Why it matters: Finland’s Data Protection Authority is investigating Nokia for possible violations of the EU’s General Data Protection Regulation (GDPR) after allegations that some of its phones have been sending unencrypted data to servers in China. According to Nokia, it is an "error" they fixed in January.
Norwegian Broadcasting Corporation (NRK) notes that in February it received a tip from a Nokia 7 Plus user that his phone frequently sent data packets to an unknown server. When he inspected the contents, he was surprised to find that not only was the data unencrypted but was also being sent to a domain in China. The server in question is reportedly run by China Telecom, which is owned by the government.
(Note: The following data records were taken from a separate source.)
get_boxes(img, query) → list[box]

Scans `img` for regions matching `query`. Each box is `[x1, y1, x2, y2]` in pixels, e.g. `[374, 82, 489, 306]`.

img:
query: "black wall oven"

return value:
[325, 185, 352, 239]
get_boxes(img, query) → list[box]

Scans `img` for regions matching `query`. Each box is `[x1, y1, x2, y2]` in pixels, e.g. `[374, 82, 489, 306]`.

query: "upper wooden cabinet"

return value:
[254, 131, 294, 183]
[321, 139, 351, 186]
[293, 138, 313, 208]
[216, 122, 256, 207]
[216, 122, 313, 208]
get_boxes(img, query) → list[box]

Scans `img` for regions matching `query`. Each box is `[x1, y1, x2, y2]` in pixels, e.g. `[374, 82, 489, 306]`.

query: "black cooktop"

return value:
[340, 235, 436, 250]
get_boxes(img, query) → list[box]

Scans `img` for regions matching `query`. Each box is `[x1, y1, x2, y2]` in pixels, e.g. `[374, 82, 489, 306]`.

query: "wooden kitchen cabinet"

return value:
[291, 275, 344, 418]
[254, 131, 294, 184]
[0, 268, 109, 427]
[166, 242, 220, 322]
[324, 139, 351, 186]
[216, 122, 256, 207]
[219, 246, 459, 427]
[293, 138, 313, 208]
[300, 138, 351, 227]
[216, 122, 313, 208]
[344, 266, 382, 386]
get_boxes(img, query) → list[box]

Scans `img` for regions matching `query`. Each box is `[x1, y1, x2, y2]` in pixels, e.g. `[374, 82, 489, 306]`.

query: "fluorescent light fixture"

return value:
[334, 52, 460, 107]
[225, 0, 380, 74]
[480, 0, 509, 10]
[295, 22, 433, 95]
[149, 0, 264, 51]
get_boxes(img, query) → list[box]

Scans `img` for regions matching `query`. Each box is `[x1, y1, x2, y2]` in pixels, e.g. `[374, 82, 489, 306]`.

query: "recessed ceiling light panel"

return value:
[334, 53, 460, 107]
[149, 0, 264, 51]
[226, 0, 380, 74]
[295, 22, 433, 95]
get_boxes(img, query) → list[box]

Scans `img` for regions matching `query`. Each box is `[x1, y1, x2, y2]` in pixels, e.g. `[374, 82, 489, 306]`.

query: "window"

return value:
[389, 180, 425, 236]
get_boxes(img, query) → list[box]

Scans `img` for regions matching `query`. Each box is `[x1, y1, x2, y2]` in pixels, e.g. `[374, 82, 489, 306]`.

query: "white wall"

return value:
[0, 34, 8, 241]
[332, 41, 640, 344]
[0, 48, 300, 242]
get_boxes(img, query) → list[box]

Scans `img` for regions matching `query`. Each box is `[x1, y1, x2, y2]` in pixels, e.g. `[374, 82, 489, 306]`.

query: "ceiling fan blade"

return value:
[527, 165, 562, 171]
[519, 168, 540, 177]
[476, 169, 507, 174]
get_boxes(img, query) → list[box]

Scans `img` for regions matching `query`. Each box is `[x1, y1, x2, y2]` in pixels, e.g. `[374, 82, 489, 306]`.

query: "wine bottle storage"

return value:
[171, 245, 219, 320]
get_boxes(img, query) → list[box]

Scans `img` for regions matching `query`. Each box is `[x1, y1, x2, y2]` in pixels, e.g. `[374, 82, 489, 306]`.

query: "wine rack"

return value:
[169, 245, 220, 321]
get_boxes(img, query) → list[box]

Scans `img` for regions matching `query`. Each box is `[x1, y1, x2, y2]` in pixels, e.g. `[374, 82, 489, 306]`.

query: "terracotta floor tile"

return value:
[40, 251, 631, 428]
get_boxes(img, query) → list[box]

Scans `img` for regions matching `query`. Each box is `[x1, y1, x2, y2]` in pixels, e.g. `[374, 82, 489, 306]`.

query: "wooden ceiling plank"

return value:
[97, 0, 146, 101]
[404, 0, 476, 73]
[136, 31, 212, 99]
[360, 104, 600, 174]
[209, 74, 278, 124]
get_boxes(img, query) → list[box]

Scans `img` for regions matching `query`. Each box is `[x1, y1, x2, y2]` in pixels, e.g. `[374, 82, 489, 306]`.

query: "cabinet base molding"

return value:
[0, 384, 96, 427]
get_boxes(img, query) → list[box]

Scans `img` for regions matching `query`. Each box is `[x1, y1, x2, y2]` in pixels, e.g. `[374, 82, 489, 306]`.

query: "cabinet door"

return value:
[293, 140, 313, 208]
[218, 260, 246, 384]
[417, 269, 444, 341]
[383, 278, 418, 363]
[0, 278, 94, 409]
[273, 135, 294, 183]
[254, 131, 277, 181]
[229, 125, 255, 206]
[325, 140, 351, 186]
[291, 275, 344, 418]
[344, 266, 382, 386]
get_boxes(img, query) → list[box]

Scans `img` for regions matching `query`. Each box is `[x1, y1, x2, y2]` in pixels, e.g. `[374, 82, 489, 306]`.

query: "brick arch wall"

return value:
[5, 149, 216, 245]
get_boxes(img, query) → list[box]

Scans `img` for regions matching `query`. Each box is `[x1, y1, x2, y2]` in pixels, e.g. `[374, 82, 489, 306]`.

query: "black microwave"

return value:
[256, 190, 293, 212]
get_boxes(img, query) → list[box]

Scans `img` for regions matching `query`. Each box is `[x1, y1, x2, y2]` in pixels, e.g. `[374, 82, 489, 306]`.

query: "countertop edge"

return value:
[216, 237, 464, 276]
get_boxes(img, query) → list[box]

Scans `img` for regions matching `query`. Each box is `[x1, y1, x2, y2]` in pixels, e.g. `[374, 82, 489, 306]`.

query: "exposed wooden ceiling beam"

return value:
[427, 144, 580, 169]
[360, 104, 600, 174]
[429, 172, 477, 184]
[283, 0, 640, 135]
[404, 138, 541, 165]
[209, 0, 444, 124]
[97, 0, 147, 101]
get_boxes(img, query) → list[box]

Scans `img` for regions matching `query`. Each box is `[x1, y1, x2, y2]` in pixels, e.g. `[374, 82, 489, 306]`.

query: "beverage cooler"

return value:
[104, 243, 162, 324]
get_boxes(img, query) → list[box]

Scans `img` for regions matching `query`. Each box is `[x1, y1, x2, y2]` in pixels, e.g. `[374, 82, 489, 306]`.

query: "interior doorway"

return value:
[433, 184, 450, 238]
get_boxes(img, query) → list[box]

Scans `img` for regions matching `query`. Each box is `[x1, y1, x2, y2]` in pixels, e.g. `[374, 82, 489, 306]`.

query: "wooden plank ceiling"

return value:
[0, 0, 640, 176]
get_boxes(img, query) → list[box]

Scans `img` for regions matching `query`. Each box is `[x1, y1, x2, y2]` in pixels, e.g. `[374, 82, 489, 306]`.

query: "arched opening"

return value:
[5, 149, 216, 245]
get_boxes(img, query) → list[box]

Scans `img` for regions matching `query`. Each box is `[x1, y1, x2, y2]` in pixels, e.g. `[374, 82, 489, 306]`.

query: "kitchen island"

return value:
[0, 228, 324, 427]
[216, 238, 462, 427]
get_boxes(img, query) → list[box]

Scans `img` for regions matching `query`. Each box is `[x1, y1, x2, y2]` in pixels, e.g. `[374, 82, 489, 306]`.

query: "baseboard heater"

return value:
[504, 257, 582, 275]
A packet was sent any time the phone was turned on or unlocked. The uploaded data contained information including the phone’s geographical location, the SIM card number, and serial number.
"Based on our preliminary analysis, one can assume that personal data has been transferred."
When the Finnish data protectorate got wind of the claim, it opened an investigation into Finland’s HMD Global, Nokia’s parent company. According to Finnish newspaper Helsingin Sanomat, its initial probe into the matter revealed that there was enough evidence to warrant a full investigation.
"Based on our preliminary analysis, one can assume that personal data has been transferred," said Ombudsman Reijo Aarnio with the watchdog group. "This can at least be a violation of the GDPR legislation."
An HMD spokesperson admitted to NRK that several phones sold outside of China had sent data to the server as part of the Chinese registration process by mistake. The company claims that it issued a patch in January and that most users have installed the update. The spokesperson also stressed that no personally identifiable information was sent, so it has not violated any GDPR rules.